– Henry Hu, Marketing Manager – Power, at EmersonNetwork Power, Liebert Services, says:

Organizations have become increasingly dependent on information technology systems to support business-critical applications, and therefore, the reliability of critical power systems supporting the data center is paramount. While there are many threats to data center availability inside the critical power system, specific steps can be taken to minimize your risk.

High Cost of Downtime

Downtime costs result from several factors, including data loss or corruption, productivity losses, equipment damage, root-cause detection and recovery actions, legal and regulatory repercussions, revenue loss, and long-term repercussions on reputation and trust among key stakeholder. When Emerson Network Power analyzed the financial impact of infrastructure vulnerability, we found that the average cost of data center downtime is approximately $5,600 per minute.
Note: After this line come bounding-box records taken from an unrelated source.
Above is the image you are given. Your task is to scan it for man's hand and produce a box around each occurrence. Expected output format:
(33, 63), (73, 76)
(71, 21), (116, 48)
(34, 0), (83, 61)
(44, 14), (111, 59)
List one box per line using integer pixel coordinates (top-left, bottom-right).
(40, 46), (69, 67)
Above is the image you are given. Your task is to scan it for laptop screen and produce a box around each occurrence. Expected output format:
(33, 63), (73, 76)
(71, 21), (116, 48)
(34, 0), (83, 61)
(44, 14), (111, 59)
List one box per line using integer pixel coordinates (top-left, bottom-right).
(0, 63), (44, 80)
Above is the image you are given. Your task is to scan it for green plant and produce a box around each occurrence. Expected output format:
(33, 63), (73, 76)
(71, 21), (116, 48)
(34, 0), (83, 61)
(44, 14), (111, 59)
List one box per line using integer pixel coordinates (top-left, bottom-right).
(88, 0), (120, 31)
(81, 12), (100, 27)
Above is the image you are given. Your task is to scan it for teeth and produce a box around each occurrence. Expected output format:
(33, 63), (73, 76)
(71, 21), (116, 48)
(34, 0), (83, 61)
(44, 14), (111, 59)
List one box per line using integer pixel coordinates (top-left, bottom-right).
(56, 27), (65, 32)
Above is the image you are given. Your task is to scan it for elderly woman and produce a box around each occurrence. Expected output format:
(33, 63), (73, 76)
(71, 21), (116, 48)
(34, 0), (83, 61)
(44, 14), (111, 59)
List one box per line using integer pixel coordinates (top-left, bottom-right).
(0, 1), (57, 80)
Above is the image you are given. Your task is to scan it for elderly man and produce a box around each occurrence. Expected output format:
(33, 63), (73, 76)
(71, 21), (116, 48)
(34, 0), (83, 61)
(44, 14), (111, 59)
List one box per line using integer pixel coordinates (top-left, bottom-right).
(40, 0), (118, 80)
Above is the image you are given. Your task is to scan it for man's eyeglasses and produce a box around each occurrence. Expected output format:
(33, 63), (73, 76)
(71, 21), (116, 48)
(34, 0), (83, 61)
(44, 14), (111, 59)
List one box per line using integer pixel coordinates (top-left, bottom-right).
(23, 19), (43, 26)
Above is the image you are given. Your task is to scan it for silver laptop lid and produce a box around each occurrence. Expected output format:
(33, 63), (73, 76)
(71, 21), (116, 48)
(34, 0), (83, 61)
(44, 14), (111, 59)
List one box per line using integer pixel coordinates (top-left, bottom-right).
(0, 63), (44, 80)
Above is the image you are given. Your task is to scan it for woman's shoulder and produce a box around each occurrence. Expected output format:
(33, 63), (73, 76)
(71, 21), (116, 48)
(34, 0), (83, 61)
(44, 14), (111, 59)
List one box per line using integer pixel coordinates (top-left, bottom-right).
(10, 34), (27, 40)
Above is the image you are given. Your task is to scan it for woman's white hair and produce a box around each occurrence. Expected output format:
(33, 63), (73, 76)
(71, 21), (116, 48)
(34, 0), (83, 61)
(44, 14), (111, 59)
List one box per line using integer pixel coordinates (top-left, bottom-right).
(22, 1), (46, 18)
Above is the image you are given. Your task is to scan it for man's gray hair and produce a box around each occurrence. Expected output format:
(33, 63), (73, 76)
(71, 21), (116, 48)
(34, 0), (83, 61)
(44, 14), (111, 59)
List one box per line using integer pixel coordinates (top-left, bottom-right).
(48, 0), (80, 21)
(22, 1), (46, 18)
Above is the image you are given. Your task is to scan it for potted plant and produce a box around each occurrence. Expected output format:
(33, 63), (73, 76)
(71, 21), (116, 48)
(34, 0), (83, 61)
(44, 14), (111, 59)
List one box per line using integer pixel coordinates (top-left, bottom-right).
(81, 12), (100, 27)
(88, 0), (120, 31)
With an average reported incident length of 90 minutes, the average cost of a single downtime event can easily exceed $500,000. Depending on the business, the cost can shoot even higher. For example, when Twitter suffered several downtime events last summer, an informal estimate by Constellation Research reported downtime costs of up to $25 million per minute. 
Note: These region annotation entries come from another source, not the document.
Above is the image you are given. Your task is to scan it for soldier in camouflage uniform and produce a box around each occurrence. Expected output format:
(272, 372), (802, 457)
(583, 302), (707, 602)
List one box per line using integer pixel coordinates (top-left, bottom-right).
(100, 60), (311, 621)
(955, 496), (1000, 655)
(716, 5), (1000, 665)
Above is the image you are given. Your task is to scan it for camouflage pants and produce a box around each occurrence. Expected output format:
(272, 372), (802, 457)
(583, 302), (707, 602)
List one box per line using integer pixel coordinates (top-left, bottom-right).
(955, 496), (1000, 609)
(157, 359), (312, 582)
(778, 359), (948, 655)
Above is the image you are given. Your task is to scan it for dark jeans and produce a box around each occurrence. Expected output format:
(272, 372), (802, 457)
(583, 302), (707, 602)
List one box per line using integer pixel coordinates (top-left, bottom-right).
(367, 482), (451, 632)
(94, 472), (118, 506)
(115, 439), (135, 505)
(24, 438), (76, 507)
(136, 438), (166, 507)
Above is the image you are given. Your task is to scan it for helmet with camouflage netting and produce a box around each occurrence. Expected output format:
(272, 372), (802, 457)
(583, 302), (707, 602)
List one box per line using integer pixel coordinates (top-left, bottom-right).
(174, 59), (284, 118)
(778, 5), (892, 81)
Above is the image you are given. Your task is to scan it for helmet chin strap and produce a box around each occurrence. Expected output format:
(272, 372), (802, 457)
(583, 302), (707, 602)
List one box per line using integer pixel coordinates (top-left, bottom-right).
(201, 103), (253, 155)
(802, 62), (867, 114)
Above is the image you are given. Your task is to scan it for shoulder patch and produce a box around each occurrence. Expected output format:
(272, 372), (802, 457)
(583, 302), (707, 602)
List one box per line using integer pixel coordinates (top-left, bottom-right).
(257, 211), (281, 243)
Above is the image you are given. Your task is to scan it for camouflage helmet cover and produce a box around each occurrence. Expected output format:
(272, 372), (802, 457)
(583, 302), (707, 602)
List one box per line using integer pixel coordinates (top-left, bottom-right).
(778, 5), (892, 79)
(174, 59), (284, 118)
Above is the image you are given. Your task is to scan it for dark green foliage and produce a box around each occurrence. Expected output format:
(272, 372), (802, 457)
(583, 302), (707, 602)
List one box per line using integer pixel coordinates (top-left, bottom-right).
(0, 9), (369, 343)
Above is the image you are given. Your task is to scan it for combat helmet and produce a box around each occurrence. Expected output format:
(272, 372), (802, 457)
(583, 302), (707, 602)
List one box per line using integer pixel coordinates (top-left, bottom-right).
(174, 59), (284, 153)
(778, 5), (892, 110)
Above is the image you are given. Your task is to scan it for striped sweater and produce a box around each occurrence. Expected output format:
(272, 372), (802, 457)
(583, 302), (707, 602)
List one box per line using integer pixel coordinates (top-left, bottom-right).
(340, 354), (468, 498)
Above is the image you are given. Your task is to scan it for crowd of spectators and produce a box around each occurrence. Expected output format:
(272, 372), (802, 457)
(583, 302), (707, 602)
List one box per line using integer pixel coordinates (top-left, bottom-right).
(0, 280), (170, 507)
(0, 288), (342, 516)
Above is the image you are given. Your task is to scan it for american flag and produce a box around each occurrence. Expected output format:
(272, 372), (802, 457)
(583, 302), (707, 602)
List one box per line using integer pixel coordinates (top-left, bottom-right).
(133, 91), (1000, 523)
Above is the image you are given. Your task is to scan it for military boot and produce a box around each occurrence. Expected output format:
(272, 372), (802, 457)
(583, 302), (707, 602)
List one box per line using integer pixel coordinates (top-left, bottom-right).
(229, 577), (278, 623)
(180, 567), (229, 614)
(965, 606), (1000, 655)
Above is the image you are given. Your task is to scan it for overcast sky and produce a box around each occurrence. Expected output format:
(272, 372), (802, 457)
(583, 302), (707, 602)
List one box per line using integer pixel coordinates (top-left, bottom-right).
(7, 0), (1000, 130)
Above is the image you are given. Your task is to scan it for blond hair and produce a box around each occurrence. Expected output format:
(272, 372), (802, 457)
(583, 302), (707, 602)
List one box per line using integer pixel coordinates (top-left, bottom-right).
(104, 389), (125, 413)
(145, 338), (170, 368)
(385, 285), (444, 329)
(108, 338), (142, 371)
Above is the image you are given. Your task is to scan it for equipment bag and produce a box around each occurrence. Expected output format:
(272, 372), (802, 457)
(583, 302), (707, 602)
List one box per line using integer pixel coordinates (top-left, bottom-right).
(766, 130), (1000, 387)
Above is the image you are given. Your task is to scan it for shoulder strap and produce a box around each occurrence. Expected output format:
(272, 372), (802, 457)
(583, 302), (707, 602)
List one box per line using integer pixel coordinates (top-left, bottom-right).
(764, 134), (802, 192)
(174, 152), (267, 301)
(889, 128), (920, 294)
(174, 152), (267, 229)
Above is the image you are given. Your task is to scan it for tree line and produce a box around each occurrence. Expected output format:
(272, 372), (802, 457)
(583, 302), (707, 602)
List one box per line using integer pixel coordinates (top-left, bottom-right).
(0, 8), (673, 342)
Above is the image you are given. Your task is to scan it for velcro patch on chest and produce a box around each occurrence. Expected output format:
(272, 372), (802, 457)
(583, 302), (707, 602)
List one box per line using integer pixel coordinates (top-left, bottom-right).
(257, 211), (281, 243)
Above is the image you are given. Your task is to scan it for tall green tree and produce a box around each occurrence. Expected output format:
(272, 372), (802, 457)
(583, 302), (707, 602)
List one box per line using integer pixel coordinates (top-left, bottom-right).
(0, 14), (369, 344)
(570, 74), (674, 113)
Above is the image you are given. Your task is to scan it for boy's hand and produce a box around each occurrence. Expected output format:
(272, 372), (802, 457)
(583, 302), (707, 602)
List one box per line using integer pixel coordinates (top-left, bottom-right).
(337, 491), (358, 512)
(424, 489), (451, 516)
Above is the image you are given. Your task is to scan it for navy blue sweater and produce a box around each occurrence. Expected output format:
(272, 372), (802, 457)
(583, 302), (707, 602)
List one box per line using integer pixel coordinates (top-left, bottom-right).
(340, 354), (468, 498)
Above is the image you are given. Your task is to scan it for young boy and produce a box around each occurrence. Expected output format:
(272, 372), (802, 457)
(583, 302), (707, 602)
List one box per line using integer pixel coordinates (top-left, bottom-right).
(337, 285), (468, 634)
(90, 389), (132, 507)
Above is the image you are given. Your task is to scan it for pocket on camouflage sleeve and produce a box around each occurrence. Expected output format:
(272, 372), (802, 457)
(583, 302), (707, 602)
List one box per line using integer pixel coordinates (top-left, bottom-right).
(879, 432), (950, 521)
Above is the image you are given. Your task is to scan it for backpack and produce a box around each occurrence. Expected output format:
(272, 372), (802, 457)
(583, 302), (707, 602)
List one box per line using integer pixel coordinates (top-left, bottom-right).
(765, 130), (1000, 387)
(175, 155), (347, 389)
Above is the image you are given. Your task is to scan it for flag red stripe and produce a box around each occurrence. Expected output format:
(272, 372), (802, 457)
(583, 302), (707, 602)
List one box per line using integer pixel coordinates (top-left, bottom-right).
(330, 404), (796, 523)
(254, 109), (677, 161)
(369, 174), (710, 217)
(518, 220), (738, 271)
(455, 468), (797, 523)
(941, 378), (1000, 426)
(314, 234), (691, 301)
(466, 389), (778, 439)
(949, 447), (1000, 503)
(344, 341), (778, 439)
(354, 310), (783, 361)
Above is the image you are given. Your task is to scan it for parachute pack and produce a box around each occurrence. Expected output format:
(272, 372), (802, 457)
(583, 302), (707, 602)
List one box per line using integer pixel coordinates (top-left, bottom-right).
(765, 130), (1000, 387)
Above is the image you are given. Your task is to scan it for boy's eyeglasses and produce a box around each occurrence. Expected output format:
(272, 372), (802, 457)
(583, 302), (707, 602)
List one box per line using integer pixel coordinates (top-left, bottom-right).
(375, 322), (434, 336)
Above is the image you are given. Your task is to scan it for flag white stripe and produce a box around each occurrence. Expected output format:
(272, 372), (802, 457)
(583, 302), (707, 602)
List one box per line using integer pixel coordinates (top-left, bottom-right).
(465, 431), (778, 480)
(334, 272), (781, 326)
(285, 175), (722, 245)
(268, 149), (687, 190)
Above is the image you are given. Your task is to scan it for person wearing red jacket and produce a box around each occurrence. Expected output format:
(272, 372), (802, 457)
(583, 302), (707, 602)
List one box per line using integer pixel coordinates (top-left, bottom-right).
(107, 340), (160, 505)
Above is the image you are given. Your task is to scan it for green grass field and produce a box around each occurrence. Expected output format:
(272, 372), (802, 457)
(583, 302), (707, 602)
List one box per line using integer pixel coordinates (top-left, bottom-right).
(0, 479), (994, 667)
Additionally, a variety of incidents can cause disruption to data center operations. Although weather-related causes account for only 12 percent of outages, Hurricane Sandy demonstrated that disasters can happen anytime, anywhere. The devastation wrought by Hurricane Sandy has focused the IT industry’s attention on the need for remote backup sites and redundant systems. Just like a primary data center location, it is important to ensure these backup systems are maintained routinely to avoid downtime during emergencies, as well as during normal operations.
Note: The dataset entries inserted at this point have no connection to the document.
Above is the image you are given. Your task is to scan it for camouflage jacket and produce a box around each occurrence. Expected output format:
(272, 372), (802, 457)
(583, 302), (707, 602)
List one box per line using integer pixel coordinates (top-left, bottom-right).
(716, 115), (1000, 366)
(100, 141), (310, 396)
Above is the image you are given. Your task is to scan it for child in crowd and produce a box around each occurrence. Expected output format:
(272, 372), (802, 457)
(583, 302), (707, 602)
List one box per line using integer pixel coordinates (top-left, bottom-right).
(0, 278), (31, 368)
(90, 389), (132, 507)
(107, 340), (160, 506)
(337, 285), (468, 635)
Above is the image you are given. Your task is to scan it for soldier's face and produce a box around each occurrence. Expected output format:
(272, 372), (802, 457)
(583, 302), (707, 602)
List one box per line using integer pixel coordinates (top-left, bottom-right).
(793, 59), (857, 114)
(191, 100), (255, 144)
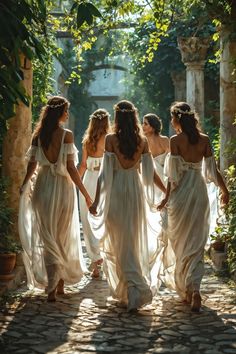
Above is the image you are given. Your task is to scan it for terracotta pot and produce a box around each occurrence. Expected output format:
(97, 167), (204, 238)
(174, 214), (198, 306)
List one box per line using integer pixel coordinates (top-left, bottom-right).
(211, 241), (225, 252)
(0, 253), (16, 276)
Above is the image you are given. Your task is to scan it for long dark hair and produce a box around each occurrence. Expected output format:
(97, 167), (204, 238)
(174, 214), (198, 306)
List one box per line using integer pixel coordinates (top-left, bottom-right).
(114, 100), (142, 160)
(82, 108), (110, 152)
(33, 96), (69, 150)
(143, 113), (162, 135)
(170, 102), (201, 145)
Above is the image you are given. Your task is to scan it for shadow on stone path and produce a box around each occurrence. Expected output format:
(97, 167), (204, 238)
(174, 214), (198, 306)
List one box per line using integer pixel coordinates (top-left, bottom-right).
(0, 265), (236, 354)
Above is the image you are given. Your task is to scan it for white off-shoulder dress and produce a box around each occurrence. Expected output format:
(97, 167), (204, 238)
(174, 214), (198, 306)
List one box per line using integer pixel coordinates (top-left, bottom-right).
(19, 131), (86, 292)
(159, 154), (217, 299)
(89, 152), (157, 310)
(79, 156), (102, 262)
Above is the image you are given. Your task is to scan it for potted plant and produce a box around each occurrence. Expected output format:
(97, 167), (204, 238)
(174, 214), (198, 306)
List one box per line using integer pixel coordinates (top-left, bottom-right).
(0, 177), (21, 281)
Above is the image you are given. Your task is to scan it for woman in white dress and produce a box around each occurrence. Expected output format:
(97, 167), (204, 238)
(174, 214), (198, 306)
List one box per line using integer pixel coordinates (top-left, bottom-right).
(79, 109), (110, 278)
(159, 102), (229, 312)
(89, 101), (165, 311)
(19, 96), (92, 301)
(142, 113), (170, 202)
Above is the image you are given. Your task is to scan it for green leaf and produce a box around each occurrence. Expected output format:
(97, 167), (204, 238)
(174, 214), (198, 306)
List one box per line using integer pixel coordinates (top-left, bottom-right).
(70, 2), (78, 14)
(76, 4), (87, 28)
(86, 2), (102, 17)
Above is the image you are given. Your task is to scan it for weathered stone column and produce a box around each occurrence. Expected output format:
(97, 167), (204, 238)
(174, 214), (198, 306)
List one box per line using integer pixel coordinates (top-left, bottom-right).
(169, 70), (186, 136)
(220, 27), (236, 171)
(171, 71), (186, 101)
(178, 37), (209, 123)
(3, 55), (33, 216)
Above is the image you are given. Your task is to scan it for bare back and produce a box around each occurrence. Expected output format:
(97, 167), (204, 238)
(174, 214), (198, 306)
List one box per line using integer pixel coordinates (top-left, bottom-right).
(170, 133), (212, 163)
(147, 134), (170, 157)
(105, 134), (149, 169)
(35, 127), (69, 163)
(86, 135), (106, 157)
Criticality of Preventive Maintenance

While UPS systems are designed to offer power stability and protection, they are not failure proof. Factors such as application, installation, design, component manufacturing, real-world operating conditions and maintenance practices can impact the reliability and performance of these systems.

Fortunately, a program of scheduled preventive maintenance (PM) and proactive replacement of key components on the UPS and batteries can greatly reduce the chances for failure during power outages, utility spikes, switching transients, incidents of line noise and other unexpected power related issues.

In a study of the impact of PM on UPS reliability the importance of regular service is clear. This study revealed that the Mean Time Between Failures (MTBF) for units that received two PM service visits a year is 23 times better than a UPS with no PM visits. According to the study, reliability continued to steadily increase with additional visits when these visits were conducted by highly trained technicians.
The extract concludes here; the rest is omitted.